Rampage was running. It was running DX. Fixed chips could run OpenGL, but if your chip wasn't fixed (if I recall correctly, it could only support direct writes and so there were issues with the FIFO buffer)
Rampage had some transformation capabilities of its own. There would have been a low-end version without Sage, and then a mid-range with Sage and a high-end with 2 Rampage and 1 Sage. Sage was extremely powerful, though it lacked address ops unfortunately, so it only supported 1.0 vertex shaders (meaning there wasn't a matrix pallet, though our people had come up with some good tricks to getting around the issue).

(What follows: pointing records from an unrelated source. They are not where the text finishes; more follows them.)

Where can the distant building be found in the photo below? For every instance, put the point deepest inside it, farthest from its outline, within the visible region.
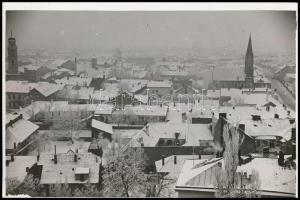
(17, 94)
(34, 73)
(45, 91)
(19, 134)
(243, 80)
(101, 129)
(198, 178)
(76, 169)
(280, 73)
(159, 88)
(94, 63)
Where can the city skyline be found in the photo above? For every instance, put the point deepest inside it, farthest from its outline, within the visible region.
(168, 30)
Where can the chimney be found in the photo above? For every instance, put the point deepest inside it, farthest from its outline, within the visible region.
(147, 129)
(12, 157)
(292, 121)
(55, 156)
(293, 137)
(75, 66)
(293, 152)
(175, 160)
(222, 118)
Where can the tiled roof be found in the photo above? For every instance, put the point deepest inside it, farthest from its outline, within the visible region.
(104, 109)
(64, 170)
(84, 82)
(47, 89)
(19, 131)
(19, 86)
(193, 133)
(161, 84)
(275, 179)
(17, 168)
(102, 126)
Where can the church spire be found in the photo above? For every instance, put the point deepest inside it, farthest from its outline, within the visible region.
(249, 60)
(249, 48)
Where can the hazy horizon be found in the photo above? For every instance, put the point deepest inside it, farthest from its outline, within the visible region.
(272, 31)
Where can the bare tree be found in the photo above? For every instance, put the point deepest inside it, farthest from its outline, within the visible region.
(88, 190)
(236, 101)
(122, 87)
(60, 190)
(30, 186)
(12, 185)
(227, 183)
(123, 174)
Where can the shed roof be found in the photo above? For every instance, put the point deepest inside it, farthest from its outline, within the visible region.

socketable.. no.. I've never heard of it being that way.
HOS and Photoshop type filters - yes.
SAGE 2
No. I think, at the very least, SAGE2 needed to have its own RAM. But also it could have done some of the binning work - i.e SAGE2 could have done all the binning, and only sent the data to the rasteriser that needs to be processed. I don't know if that was how it was due to operate, but it makes for some interesting thoughts as to exactly where you split the processes.
As for Geometry data issues, I'm fairly sure that GP had a Hierarchical Z-Buffer before binning in the first place, which helped alleviate some geometry overhead. I also think SAGE2 had Geometry compression, which also would have helped with the binning with Fear.